The various plumages from the oriental golden pheasant undoubtedly feature more frequently in salmon fly tying than those of any other bird.
As well as the famous neck (tippet) and crest (topping) feathers, the golden pheasant provides many other useful feathers, some of which can be put to great effect as substitutes for much rarer plumages. The tippets and topping have been used as tails in numerous iconic patterns both wet and dry.
The topping feathers vary in length and are slender and curved. They are a bright translucent golden yellow in colour. Although for tails and toppings, a whole crest feather is used, is tied in curving upwards, and the topping tied over the wing downwards to meet the tip of the tail and the wing in most instances.

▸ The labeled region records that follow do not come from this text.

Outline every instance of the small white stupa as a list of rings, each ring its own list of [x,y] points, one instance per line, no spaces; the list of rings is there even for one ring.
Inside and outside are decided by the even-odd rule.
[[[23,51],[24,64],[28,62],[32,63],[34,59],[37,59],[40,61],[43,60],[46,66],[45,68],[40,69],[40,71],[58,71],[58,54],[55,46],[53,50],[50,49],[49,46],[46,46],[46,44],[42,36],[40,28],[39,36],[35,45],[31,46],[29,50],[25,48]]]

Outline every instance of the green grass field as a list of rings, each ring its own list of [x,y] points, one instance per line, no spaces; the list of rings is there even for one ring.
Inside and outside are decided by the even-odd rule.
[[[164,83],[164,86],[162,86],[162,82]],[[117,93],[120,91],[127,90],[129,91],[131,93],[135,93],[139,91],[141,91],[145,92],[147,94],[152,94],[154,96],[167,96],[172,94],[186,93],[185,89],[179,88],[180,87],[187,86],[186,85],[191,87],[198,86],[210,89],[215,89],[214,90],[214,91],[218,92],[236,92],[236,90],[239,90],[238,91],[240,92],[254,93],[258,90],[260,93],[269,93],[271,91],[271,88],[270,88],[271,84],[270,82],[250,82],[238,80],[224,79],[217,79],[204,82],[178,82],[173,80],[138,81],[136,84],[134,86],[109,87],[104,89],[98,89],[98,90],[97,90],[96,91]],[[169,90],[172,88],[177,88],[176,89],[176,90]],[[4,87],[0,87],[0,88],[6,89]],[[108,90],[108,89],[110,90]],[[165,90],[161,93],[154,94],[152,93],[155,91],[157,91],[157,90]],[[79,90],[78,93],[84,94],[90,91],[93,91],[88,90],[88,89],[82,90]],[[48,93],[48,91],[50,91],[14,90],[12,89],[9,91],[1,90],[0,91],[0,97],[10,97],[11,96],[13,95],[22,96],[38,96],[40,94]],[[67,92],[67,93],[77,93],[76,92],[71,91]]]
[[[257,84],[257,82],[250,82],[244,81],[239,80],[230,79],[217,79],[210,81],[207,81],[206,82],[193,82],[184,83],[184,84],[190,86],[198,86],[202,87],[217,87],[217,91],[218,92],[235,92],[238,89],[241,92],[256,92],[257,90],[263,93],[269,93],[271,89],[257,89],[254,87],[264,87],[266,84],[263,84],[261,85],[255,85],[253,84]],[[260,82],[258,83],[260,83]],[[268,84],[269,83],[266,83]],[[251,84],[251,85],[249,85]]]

There are a few Atlantic salmon patterns that the whole wing is constructed entirely of them.
The orange and black barred tippet feathers are used in small bunches for tails not the whole feather. That being said, the whole tippet feather is used as the wing base in many Atlantic salmon flies. These cannot be ‘married’ with the fibres from other feathers, so tippet feathers are tied in before the rest of the wing. These whole feathers are used ‘back to back’ for the wings as such famous patterns as Durham Ranger and Orange Parson.
These magnificent birds have been domesticated and are eaten in the far east. There are feral populations in Europe. The plumage is thus plentiful and relatively cheap.
The red and yellow Golden pheasant body feathers are used in many shrimp and prawn patterns as in the famous ‘General Practitioner’ while the bright red spear feathers from the base of the tail are used as feelers on some prawn imitations. They can also make a fine substitute for Spey hackle.
Golden pheasant tails
The tail is marked with irregular dark brown barring over a tan background and again is found in the dressings of many mixed wing Atlantic salmon flies. The fibres from the tail ‘marry’ well with the Forbes from other feathers. The tail feathers have to be purchased in ‘pairs’ as there is no true centre tail feather on the tail of the golden pheasant. This means that the fibres on one side of the tail are shorter than those on the other side. It is frequently specified as a substitute for Florican bustard. Full skins, without tail or head, are available cheaply. The crests and tippets are so frequently used, that there is little sense in buying other than a full head and neck.
The head and neck and whole skins are also often dyed into bright reds and orange to give patterns that extra something.